Виктор Богатырев
1960-е
Рисунки Е. Расторгуева
(продолжение)
С вечера мы уже сидели у Павки на дощатом топчане и налаживали фонарь-керосинку, который Симка принес. Павка говорил, что на случай волков ружье не поможет, нужен хороший огонь. Но фонарь никак не хотел загораться. Тогда я вывернул пробку, слил керосин в тарелку, и мы увидели, что керосина - кот наплакал. Павка обозлился на Симку: мол, не мог керосина достать. И нашел выход. Он незаметно подлез к "святому углу" деда, где стояла бутылка с лампадным маслом и стащил ее. Лампадное масло смешали с остатками керосина, залили в фонарь. И он сразу загорелся.
Про берданку Павка сказал, что она стоит в сенях в полной готовности. А я тоже свое дело сделал: недалеко от родника нашел сухие стебли девятисилки и протоптал к ним дорожку от нашей ледяной горки. Про то, что рядом с девятисилкой валяются косточки от Лященковой собаки, я не сказал ни Павке, ни Симке. Сейчас не нужно, лучше потом.
Павка натолкал в печку хвороста, мы расселись вокруг запылавшего поддувала и начали игру в ведьм на картах.
Когда ходики на стенке показали половину двенадцатого, мы оделись. Симка стал зажигать у печки фонарь. Дед увидел, сказал:
- Хату спалите.
- В сарае корова мукнула, посмотреть надо, - придумал Павка.
- Ври покруче, на том свете сковородку раскаленную лизать будешь...
Мы вышли во двор. Морозило. В разноцветном кругу светила луна, и от нее все было синим. Синие хаты, синие заборы, синий снег, даже деревья казались синими. А тишина стояла такая, что в ушах звенело, хоть бы одна собака гавкнула. Лишь иногда в сарае вздыхала корова, думала про что-то свое.

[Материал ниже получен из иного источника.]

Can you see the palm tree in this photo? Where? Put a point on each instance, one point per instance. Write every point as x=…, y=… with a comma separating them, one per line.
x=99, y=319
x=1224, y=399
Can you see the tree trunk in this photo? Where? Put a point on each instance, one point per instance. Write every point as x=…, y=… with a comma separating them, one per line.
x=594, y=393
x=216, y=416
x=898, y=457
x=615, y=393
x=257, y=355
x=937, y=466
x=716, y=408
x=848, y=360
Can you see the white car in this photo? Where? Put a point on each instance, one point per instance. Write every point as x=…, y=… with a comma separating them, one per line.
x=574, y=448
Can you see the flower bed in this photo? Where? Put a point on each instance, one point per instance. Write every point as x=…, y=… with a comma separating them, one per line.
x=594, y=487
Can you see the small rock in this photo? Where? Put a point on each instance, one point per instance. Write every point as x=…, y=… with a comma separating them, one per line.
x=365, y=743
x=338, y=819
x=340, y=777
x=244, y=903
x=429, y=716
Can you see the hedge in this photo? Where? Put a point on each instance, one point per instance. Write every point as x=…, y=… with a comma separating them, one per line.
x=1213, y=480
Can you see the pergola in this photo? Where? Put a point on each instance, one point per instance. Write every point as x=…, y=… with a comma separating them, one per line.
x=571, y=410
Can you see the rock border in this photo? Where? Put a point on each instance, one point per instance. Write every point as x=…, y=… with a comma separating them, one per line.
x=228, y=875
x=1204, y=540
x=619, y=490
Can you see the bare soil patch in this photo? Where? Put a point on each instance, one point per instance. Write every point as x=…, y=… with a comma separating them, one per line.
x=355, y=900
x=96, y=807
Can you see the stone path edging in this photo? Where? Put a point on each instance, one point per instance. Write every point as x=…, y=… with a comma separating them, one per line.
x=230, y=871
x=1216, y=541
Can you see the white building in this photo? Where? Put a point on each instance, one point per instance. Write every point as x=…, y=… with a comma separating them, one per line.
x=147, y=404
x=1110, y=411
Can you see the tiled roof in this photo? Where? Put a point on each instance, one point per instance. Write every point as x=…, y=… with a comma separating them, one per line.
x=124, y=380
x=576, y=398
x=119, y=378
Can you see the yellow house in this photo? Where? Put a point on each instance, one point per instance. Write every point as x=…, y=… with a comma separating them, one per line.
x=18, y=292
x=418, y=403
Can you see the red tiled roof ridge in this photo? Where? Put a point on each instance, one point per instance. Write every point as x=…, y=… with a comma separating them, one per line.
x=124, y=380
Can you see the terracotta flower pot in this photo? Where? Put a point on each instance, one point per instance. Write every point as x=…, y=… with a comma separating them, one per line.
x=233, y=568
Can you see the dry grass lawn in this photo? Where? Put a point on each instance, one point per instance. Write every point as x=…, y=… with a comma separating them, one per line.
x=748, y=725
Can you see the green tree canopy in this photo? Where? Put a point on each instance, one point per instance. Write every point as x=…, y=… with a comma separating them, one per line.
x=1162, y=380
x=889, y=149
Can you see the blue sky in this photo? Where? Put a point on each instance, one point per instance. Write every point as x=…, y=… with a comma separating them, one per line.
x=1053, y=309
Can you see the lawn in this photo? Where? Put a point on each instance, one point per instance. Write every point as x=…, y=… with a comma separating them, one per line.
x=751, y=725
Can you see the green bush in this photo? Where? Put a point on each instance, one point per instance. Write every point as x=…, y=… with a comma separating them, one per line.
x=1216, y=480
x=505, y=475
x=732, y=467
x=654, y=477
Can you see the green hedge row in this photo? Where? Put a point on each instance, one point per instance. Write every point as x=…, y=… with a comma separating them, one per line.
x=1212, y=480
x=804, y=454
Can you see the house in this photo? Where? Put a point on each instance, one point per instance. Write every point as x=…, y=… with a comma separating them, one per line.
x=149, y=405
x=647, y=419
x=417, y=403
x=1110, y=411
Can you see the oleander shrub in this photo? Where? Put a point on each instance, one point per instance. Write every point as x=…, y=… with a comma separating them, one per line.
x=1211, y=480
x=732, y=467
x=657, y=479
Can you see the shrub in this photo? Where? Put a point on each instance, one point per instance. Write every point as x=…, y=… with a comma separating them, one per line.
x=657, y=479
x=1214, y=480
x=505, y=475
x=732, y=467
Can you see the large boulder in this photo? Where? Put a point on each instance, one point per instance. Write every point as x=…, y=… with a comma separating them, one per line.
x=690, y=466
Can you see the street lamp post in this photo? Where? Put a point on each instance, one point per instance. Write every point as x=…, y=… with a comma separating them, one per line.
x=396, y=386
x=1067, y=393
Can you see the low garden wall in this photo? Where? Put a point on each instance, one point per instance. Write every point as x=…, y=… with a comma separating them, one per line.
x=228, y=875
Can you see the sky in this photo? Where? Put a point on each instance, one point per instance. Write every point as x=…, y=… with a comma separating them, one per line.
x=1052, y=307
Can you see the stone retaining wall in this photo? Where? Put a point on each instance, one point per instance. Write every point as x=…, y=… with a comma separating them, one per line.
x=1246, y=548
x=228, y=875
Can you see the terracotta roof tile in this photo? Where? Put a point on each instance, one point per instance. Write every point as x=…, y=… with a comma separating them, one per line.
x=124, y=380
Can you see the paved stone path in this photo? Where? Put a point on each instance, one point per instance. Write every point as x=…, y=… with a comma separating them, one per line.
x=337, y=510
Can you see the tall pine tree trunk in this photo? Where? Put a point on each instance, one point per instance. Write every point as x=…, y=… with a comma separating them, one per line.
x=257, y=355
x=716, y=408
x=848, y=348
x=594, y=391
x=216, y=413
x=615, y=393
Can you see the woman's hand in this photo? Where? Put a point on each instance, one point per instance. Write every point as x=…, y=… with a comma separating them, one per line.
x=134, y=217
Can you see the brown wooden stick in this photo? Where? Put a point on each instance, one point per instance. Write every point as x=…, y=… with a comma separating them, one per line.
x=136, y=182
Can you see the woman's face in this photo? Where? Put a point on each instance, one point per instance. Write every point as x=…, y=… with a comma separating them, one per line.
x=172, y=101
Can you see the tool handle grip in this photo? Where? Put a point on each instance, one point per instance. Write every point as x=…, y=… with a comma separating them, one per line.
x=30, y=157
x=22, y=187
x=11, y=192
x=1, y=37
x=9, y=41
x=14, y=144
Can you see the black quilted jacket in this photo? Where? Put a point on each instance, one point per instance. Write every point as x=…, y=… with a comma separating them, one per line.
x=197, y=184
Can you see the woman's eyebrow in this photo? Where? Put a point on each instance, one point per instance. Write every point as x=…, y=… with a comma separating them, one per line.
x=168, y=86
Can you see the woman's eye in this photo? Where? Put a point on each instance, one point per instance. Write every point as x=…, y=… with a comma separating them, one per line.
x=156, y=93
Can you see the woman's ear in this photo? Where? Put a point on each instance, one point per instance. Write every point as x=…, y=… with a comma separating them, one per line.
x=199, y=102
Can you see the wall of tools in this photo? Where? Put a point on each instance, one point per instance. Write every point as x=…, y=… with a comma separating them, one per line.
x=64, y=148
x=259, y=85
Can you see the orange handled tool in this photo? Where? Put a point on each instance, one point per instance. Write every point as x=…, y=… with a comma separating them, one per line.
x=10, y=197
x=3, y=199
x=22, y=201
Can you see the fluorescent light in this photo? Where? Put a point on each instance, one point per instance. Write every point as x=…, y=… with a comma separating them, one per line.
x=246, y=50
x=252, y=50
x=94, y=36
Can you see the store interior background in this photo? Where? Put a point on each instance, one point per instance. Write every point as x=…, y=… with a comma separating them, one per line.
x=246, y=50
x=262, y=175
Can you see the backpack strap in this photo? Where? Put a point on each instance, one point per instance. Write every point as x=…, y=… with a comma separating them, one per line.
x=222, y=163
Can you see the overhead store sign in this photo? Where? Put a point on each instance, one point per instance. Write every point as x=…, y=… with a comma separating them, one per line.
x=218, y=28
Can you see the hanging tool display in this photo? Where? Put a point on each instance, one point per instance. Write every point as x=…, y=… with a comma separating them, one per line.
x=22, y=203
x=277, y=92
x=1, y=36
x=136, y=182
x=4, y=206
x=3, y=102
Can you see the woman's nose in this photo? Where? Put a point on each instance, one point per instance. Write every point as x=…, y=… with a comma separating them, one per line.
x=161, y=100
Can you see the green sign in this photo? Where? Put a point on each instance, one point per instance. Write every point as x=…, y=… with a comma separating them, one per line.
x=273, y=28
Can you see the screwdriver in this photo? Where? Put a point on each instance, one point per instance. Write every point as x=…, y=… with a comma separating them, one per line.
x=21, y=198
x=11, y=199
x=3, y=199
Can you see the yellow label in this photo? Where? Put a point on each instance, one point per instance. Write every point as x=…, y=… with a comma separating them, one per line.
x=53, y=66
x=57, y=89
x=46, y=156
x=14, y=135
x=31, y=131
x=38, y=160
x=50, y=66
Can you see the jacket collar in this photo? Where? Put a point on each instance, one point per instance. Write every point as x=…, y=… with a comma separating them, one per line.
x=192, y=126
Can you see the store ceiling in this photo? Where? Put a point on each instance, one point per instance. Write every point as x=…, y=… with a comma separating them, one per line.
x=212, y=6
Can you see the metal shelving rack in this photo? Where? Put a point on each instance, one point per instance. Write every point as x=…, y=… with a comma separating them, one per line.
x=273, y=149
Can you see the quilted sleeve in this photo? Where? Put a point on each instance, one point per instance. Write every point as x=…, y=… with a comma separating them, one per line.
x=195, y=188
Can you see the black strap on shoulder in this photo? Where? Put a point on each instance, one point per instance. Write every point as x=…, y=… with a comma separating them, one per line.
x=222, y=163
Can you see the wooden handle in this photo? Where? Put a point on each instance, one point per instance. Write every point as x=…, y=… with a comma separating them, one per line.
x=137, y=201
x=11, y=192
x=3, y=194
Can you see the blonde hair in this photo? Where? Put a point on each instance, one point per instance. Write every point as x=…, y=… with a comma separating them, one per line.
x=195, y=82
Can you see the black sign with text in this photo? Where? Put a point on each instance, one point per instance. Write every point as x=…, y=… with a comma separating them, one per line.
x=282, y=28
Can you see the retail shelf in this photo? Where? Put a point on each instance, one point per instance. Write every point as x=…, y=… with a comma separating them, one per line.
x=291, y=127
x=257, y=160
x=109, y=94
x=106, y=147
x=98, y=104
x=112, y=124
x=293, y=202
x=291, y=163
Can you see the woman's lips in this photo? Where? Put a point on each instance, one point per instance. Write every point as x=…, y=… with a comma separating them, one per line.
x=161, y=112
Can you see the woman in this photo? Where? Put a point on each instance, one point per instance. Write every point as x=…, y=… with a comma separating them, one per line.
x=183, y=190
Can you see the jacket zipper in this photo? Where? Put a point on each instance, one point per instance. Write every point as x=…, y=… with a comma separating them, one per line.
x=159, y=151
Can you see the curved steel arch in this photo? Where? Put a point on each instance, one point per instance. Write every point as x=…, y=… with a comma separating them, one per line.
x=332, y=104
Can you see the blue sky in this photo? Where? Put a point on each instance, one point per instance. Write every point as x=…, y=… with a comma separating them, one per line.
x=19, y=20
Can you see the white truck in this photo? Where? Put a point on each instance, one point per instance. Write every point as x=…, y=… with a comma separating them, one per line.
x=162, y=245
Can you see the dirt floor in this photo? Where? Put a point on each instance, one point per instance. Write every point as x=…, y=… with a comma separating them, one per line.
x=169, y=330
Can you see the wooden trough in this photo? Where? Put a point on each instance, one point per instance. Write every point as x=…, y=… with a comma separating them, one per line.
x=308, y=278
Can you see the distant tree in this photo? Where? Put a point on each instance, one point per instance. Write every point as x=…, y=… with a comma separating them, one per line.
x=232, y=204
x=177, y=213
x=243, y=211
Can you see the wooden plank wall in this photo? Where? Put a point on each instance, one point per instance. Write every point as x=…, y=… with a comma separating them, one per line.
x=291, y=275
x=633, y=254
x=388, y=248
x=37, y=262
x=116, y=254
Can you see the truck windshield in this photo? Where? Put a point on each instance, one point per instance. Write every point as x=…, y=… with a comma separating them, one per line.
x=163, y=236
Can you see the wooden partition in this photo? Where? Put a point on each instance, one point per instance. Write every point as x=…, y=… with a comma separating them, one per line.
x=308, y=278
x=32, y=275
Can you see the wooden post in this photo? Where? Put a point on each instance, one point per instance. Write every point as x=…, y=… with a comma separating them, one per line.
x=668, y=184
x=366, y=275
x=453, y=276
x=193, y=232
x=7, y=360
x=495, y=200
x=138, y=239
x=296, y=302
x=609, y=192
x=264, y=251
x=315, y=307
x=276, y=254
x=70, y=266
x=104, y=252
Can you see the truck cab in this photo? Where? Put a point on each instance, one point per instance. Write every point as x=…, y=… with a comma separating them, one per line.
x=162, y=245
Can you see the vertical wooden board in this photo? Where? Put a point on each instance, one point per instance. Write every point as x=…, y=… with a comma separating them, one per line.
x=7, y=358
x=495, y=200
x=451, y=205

Я взял приготовленную с вечера лопатку. Павка - берданку, а Симка выкрутил посильней фитиль фонаря, и мы тронулись по узкой дорожке. У крайней хаты хутора, где жили Лященковы, Павка остановился и сказал:
- Я первым пойду, у меня ружье.
Мы пропустили его вперед.
Возле нашей ледяной горки задержались. Постояли. послушали. Вроде бы ничего подозрительного - такая же тишина, как и на хуторе.
Внизу чернели калиновые кусты, и от родника поднимался синий пар. Двенадцати часов, по нашим подсчетам, еще не было, и спускаться в черную темень балки раньше времени не хотелось.
- Прикрути фитиль, чтоб керосин не выгорал. Без фонаря видно... - прошептал Павка.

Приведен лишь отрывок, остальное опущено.